Кряхтя, старик вернулся на еще теплую лежанку. Не раздеваясь, укутался в ватное одеяло, сладко зевнул, перекрестился и заснул.
* * *
Каурая кобыла, понукаемая рябым подвыпившим извозчиком, нехотя тащила по петербургской булыжной мостовой коляску, в которой сидел пожилой господин с грустными глазами, высоким лбом, аскетическими скулами и густой бородой.

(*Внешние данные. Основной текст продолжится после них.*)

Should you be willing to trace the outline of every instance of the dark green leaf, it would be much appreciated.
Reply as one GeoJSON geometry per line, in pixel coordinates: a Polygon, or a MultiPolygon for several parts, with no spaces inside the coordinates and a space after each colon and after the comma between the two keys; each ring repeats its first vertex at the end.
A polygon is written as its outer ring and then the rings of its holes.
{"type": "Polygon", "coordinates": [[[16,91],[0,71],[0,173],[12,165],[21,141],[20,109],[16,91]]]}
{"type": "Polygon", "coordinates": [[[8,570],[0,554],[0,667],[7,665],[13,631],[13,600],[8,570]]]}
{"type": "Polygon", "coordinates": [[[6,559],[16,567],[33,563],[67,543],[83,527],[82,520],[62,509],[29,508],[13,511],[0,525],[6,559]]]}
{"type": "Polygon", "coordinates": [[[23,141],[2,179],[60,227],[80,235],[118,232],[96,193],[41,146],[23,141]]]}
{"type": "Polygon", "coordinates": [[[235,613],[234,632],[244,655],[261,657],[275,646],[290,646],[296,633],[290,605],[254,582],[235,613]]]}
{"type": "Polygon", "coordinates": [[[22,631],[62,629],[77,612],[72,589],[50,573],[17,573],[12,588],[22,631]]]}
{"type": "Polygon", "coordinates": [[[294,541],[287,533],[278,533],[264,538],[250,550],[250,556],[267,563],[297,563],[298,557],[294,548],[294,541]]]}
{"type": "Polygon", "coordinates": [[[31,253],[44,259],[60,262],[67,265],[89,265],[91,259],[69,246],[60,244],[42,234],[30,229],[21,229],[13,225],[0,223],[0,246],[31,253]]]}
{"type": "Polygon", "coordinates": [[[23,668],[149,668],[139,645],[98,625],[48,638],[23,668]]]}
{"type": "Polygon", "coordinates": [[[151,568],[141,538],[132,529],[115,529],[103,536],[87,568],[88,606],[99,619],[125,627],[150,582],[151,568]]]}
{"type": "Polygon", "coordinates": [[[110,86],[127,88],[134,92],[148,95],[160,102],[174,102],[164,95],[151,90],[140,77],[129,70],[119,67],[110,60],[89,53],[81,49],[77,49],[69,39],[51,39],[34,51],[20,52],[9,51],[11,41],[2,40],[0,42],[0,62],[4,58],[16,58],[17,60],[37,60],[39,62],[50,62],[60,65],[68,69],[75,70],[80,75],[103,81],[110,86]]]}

Глядя на проплывавшие мимо ряды суконных, книжных и церковных лавок, Достоевский размышлял: «Вон у лавки лубочника барышня стоит. Наверное, купит сейчас лубочный Страшный Суд, да Богородицу со Спасителем. Что и говорить, привыкли мы к стилизованному Евангелию: вроде как была Священная история, а вроде как и нет. Просто сказка красивая. Лубок. А ежели Этот Самый Спаситель вот сюда к нам в столицу Российской империи прибыл бы? Если б явился Он пред очи той самой барыни, приняла бы она Его? А я бы принял? Или опять бы мы Его распяли и сделались великими и малыми инквизиторами? Вот ведь вопрос поважнее шекспировского. Подожди, подожди! – оживился писатель. – А идея‑то достойна изучения! Может, и в самом деле подобный сюжет в романе вывести? Но допустимо ли? Не предосудительно ли? Что скажет критика?.. Но ведь использование художественных приемов для блага Церкви и проповеди Евангелия допустимо, я думаю. Помнится, в «Истории песнописцев» преосвященнейшего Филарета, читал я, что в гимнографии, как собственно в церковной поэзии, возможно творческое осмысление и пересказ событий Священной истории. Церковные поэты выстраивали целые диалоги между Христом, адом, смертью и дьяволом, сочиняли монологи Пресвятой Богородицы. Только нужно соблюдать одно очень важное условие: все cочиненное должно соответствовать духу Евангелия и церковным догматам… Да, именно – все cочиненное не должно противоречить православному вероучению. С Божией помощью, нужно будет попробовать идею сию применить. Да вот хотя бы в «Братьях Карамазовых». Встроить бы туда такой сюжет. Ну, а чтобы цензура не протестовала против явления Христа в современной России, можно описать такое явление где‑нибудь в Европе, скажем, в средние века. Обдумать надо. Вообще, многого я жду от этого романа. Это ведь первая вещь в большой эпопее будет. А цель‑то всей эпопеи – показать, что Церковь Христова есть единственный всецело положительный общественный идеал, а для русского общества в особенности; и еще показать,… что Христос жив. Успеть бы».